Better catch up on your sleep now.

A huge crack of thunder split the sky outside the window, and Rawling grabbed my hand. A massive storm was approaching which was why I hadn’t shifted after class. The latest weather report predicted flooding in low-lying areas, but Sombertooth was on high ground, so we shouldn’t be affected.

“I’m glad we’re not at archery practice.” My mate peered at the rain teeming outside, and I closed the window.

Rawling ripped open the envelope and scanned the letter before tossing it aside.

“As I thought. I’m not biologically related to Rawlins, so his sister is not my birth mother. Glad we’ve cleared that up.”

I sank into the armchair and reached for his hand. “Okay. Are you disappointed at all?” I was, because if Charlie had been his mom, that would have answered some questions about whythere were so many pics of him with her and Arnie and none with his birth parents.
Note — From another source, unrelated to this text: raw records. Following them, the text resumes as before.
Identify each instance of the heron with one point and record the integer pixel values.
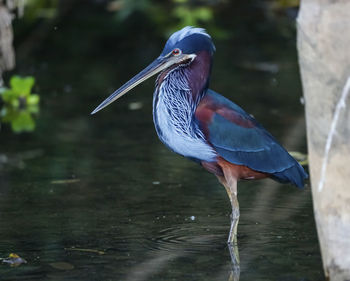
(204, 126)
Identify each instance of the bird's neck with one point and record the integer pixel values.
(192, 78)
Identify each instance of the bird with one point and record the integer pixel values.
(204, 126)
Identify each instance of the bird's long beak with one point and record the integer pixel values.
(155, 67)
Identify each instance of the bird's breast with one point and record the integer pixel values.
(173, 116)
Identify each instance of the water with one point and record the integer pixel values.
(81, 184)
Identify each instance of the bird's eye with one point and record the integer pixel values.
(176, 52)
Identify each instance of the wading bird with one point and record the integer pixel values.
(204, 126)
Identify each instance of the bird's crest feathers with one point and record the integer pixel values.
(185, 32)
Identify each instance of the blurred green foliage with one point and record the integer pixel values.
(19, 104)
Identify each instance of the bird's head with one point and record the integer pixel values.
(181, 48)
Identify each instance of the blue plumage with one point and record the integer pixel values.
(252, 145)
(204, 126)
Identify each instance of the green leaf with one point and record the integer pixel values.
(33, 99)
(23, 122)
(22, 86)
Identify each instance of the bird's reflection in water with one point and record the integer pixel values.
(235, 271)
(167, 252)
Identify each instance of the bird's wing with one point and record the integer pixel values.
(240, 139)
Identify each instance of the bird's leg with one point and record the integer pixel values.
(235, 271)
(230, 184)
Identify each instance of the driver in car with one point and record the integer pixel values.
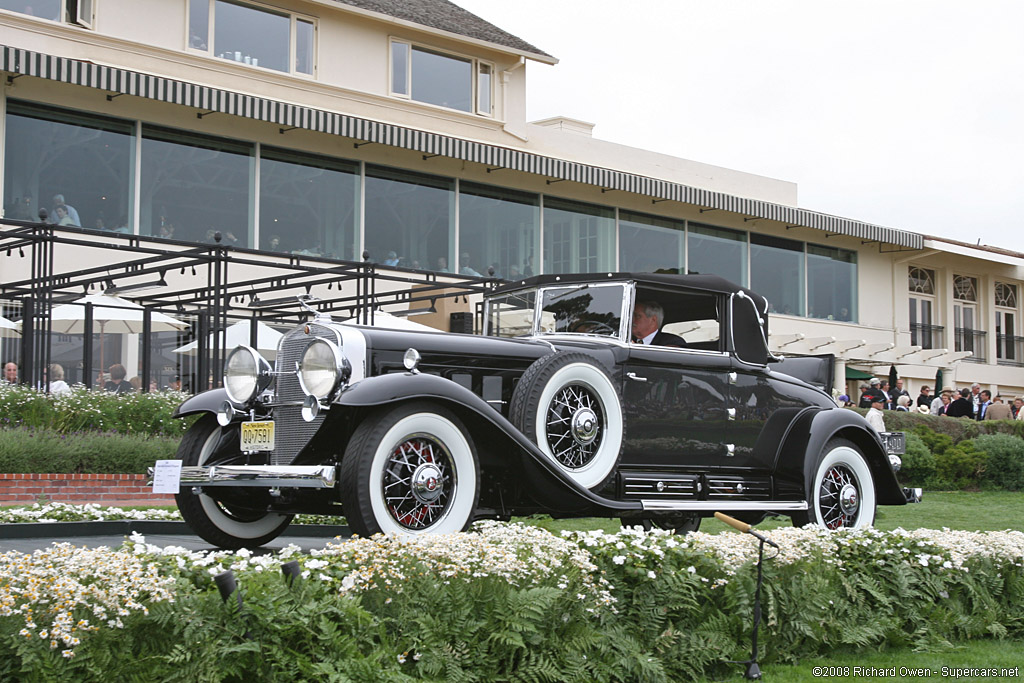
(647, 318)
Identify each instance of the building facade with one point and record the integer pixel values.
(395, 132)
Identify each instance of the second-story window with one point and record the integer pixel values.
(70, 11)
(1009, 346)
(253, 35)
(439, 78)
(968, 336)
(924, 332)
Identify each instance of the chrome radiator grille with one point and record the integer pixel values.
(292, 433)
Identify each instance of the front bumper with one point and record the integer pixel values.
(291, 476)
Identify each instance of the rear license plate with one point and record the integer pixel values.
(895, 442)
(257, 435)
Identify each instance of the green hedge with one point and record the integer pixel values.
(81, 410)
(504, 603)
(47, 452)
(87, 432)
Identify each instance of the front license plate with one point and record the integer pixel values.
(257, 435)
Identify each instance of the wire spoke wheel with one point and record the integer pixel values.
(842, 493)
(419, 481)
(839, 498)
(569, 407)
(573, 426)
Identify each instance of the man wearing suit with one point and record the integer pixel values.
(647, 318)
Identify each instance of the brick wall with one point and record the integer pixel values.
(99, 488)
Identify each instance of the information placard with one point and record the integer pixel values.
(167, 476)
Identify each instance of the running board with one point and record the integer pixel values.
(790, 506)
(289, 476)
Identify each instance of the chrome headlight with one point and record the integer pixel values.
(246, 374)
(323, 369)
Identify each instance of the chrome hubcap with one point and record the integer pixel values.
(848, 500)
(839, 498)
(584, 426)
(573, 426)
(427, 482)
(419, 481)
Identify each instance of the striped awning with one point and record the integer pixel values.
(123, 81)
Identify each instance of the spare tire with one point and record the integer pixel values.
(568, 406)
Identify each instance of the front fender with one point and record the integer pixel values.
(208, 401)
(395, 387)
(797, 458)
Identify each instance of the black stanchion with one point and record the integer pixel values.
(753, 670)
(291, 571)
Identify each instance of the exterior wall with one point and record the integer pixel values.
(352, 78)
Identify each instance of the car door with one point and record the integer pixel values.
(676, 407)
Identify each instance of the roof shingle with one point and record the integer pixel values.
(445, 16)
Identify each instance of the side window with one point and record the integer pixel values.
(692, 316)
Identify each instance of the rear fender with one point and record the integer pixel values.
(396, 387)
(208, 401)
(798, 456)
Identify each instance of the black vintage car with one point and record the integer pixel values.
(555, 409)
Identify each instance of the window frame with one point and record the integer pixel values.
(293, 18)
(70, 13)
(477, 67)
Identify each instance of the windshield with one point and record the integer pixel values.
(592, 309)
(511, 314)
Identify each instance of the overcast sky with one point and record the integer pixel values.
(907, 114)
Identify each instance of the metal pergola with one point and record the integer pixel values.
(210, 283)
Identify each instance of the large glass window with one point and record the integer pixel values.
(832, 283)
(252, 35)
(442, 79)
(578, 238)
(777, 272)
(194, 186)
(73, 11)
(307, 205)
(498, 227)
(649, 244)
(410, 219)
(717, 251)
(77, 167)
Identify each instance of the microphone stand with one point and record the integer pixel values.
(753, 670)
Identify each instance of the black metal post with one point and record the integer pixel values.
(202, 353)
(753, 670)
(87, 347)
(28, 337)
(146, 348)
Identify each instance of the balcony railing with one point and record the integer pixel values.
(1010, 350)
(971, 340)
(927, 336)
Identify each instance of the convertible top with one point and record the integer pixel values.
(677, 294)
(707, 283)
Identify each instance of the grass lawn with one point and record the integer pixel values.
(971, 511)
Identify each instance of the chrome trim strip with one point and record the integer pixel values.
(297, 476)
(724, 504)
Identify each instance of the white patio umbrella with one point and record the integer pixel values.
(238, 334)
(8, 328)
(114, 315)
(389, 322)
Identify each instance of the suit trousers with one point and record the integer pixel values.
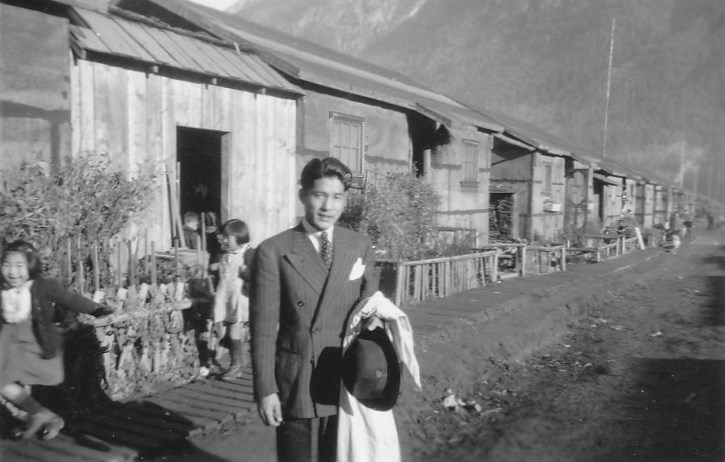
(307, 440)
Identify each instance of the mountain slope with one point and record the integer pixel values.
(546, 62)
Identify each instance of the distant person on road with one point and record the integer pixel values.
(687, 226)
(30, 343)
(306, 280)
(231, 301)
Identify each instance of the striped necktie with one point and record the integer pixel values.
(326, 249)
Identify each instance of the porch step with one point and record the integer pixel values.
(121, 432)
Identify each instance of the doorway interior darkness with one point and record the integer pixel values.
(199, 157)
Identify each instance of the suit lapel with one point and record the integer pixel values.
(342, 261)
(305, 259)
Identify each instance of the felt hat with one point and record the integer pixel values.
(371, 371)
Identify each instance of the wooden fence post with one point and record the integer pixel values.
(523, 261)
(494, 269)
(399, 283)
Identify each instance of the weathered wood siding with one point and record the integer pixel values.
(613, 203)
(134, 116)
(646, 204)
(34, 89)
(386, 140)
(464, 206)
(629, 196)
(661, 205)
(387, 145)
(580, 206)
(547, 225)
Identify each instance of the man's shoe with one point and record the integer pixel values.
(234, 372)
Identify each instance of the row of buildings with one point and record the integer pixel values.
(235, 110)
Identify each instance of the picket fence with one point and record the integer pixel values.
(417, 281)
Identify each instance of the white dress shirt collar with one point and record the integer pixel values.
(314, 233)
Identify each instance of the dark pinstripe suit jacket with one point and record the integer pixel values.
(298, 311)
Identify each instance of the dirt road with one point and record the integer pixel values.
(639, 379)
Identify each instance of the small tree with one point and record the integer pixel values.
(86, 200)
(397, 210)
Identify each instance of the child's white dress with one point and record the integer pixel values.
(231, 302)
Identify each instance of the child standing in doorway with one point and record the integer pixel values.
(231, 302)
(30, 344)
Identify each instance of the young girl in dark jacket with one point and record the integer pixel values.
(29, 339)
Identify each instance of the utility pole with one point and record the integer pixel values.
(682, 164)
(609, 85)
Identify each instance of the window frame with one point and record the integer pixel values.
(358, 170)
(470, 165)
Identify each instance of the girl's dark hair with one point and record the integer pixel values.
(320, 168)
(238, 229)
(35, 266)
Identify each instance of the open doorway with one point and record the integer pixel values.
(199, 159)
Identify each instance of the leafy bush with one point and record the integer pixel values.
(85, 201)
(397, 210)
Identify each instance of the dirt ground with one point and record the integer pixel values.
(638, 378)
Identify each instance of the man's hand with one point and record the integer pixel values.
(373, 322)
(270, 410)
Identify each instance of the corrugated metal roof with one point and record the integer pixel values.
(539, 138)
(111, 35)
(321, 66)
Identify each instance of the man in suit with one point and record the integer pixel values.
(306, 281)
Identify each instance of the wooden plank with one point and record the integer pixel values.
(52, 451)
(235, 405)
(102, 106)
(173, 423)
(87, 117)
(208, 108)
(137, 427)
(75, 112)
(118, 436)
(14, 452)
(137, 122)
(117, 99)
(239, 395)
(244, 383)
(149, 410)
(220, 411)
(201, 417)
(85, 450)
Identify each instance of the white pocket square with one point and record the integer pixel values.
(358, 269)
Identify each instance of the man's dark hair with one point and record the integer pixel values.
(35, 266)
(238, 229)
(326, 167)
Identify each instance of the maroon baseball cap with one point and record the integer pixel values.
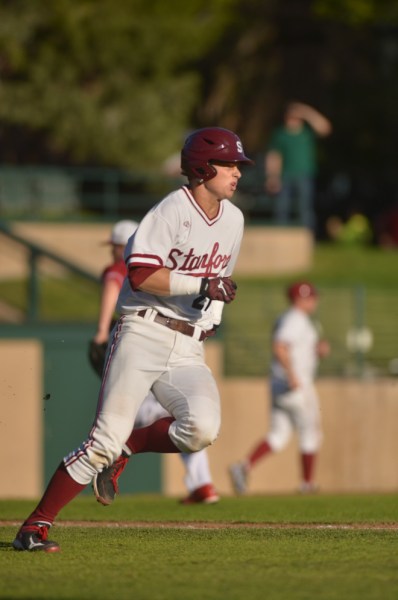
(301, 289)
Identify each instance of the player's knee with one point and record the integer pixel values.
(278, 440)
(194, 436)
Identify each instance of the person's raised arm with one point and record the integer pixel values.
(316, 120)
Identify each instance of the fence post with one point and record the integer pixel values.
(33, 287)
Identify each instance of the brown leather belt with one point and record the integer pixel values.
(175, 324)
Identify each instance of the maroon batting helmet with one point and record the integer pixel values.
(211, 144)
(301, 289)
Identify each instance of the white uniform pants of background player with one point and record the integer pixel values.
(146, 355)
(296, 409)
(196, 463)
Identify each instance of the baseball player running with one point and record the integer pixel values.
(296, 349)
(197, 478)
(180, 262)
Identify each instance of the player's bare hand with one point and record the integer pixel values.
(219, 288)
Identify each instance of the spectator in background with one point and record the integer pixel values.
(197, 476)
(291, 165)
(296, 348)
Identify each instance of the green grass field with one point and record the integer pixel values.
(151, 548)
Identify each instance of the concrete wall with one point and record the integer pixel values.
(21, 419)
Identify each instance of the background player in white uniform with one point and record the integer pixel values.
(180, 262)
(197, 477)
(296, 349)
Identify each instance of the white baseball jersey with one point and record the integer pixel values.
(296, 329)
(177, 234)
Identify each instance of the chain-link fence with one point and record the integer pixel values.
(361, 325)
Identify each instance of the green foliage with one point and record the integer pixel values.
(192, 563)
(106, 82)
(358, 12)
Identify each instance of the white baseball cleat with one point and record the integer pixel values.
(238, 475)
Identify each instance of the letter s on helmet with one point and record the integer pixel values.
(210, 144)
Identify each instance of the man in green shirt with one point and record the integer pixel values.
(290, 162)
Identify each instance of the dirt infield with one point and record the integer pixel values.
(204, 525)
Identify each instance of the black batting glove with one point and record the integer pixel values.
(219, 288)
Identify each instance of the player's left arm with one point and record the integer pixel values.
(164, 282)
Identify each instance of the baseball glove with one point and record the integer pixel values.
(96, 356)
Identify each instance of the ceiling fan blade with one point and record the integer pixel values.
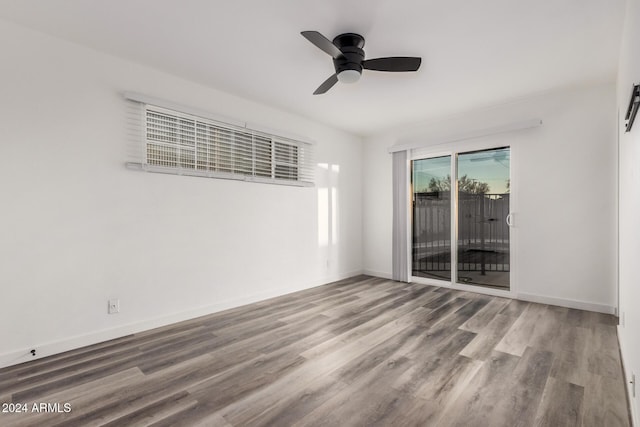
(322, 43)
(328, 84)
(395, 63)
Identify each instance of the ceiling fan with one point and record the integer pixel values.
(348, 59)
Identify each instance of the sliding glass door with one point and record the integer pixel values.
(462, 198)
(432, 218)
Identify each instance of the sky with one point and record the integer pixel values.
(490, 166)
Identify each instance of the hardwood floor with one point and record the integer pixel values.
(359, 352)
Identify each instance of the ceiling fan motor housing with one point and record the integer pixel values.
(351, 45)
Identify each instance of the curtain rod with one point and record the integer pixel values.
(477, 133)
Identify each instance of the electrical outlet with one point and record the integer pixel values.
(114, 306)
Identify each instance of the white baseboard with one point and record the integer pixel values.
(377, 274)
(71, 343)
(581, 305)
(630, 400)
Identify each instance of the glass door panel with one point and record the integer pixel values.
(431, 218)
(483, 207)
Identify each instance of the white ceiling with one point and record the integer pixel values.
(474, 52)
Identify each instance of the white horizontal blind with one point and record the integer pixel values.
(185, 144)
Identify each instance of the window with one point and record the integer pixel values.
(185, 144)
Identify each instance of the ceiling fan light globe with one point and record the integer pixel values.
(348, 76)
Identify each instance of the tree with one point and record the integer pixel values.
(465, 185)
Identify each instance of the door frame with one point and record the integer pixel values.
(453, 149)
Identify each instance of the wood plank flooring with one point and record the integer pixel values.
(359, 352)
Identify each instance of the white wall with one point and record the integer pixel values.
(77, 228)
(564, 192)
(629, 150)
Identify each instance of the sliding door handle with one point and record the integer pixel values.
(509, 219)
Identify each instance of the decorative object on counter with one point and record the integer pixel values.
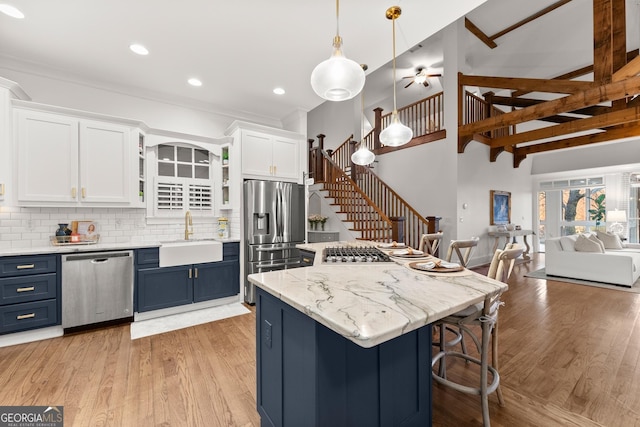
(62, 230)
(80, 233)
(223, 228)
(315, 219)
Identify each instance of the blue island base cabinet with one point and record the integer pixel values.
(308, 375)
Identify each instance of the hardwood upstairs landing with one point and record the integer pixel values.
(569, 356)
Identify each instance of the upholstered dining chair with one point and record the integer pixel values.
(484, 315)
(429, 243)
(458, 245)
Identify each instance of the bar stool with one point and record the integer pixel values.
(467, 245)
(486, 316)
(429, 243)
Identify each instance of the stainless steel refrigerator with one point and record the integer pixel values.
(274, 223)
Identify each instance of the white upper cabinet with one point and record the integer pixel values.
(267, 153)
(69, 161)
(105, 163)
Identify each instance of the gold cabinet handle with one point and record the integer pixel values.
(26, 316)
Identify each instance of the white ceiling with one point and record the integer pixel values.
(243, 50)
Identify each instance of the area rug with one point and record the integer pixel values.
(541, 274)
(145, 328)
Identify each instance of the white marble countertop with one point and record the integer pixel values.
(65, 249)
(376, 302)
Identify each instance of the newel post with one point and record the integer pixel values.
(397, 229)
(352, 149)
(377, 127)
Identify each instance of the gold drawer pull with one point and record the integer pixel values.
(26, 316)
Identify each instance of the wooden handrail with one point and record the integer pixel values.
(367, 218)
(393, 205)
(423, 117)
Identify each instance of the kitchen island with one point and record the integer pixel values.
(350, 344)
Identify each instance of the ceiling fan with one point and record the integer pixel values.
(421, 77)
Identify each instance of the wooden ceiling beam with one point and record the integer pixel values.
(525, 84)
(610, 135)
(527, 102)
(629, 70)
(602, 41)
(609, 92)
(579, 72)
(614, 118)
(490, 40)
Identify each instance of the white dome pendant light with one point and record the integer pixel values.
(337, 78)
(395, 134)
(362, 156)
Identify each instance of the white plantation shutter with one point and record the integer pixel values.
(200, 197)
(175, 196)
(170, 196)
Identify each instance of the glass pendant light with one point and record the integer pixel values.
(396, 133)
(362, 156)
(337, 78)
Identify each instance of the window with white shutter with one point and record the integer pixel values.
(183, 182)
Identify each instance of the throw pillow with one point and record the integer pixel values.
(611, 241)
(584, 244)
(568, 242)
(598, 241)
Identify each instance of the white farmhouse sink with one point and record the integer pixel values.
(185, 252)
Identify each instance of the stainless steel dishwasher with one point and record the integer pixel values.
(96, 287)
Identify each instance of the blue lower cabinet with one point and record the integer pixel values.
(216, 280)
(308, 375)
(163, 287)
(29, 290)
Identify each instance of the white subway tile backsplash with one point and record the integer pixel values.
(32, 227)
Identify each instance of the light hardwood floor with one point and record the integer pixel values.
(569, 355)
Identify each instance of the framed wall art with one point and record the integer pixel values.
(500, 207)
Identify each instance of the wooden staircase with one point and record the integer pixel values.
(354, 206)
(376, 211)
(362, 199)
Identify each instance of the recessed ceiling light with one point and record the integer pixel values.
(139, 49)
(7, 9)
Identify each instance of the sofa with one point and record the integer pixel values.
(571, 256)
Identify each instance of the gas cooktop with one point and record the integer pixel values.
(350, 254)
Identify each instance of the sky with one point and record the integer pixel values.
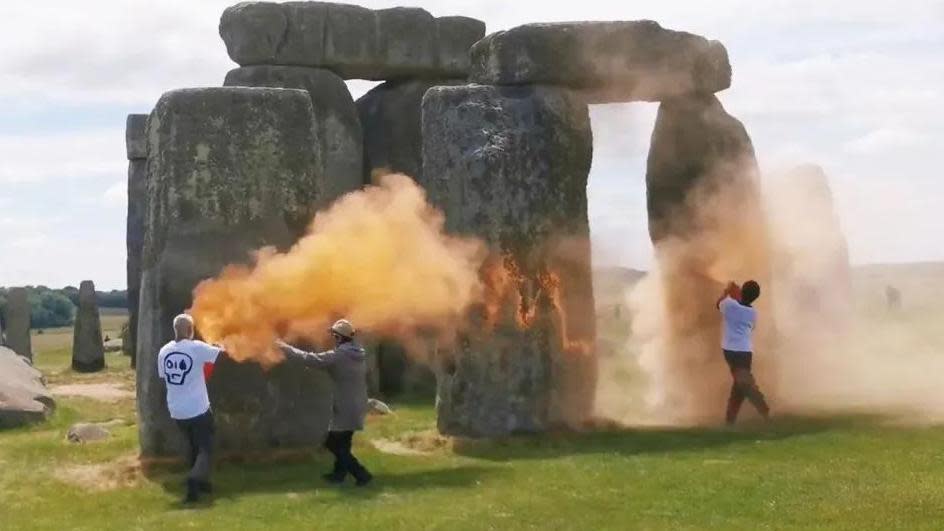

My mate grunted and held his belly. “I suppose I am a little. While I didn’t believe it, a sense of family and belonging would have been nice.” He squeezed my hand, and ouch, it hurt. “But I have a new family. You, our little one, your parents and brothers. And Jack is like a sister.”

My mate bent forward and grunted. “Oh, little one, you need to sleep because you’re hurting Daddy.”

We’d chosen the names we wanted the baby to call us by. I’d given my mate first choice. He wanted Daddy, and I’d be Papa. It was hard to wrap my head about the idea that I’d be a papa. Rawling and I were nineteen when we met, and now we were both twenty.

We were young to become parents, but fate had shaped our destiny, or perhaps it happened because we’d been horny after being apart for so long. The whys and the hows didn’t matter because our baby was already very much loved and Rawling and I were mated.

“Phelan, help me up, please.”

“Do you want a shower?” Warm water often eased his discomfort.

He rested his head on my chest and pressed his belly against me. I put a hand on his bump, and it was different. It was so tight. I pulled back to study Rawling’s face as something splashed on my foot.

We peered between us at the wet floor, but my brain was confused and wasn’t playing catch-up with what was happening.

“My water…” Rawling choked out. “It broke, and owww, I’ve having a contraction.”

My mind was seconds, maybe minutes behind reality, and I tried to process what my mate was saying. Water. Broke. Contractions. What did it mean?

“I’m in labor,” Rawling sobbed. “The baby is coming.”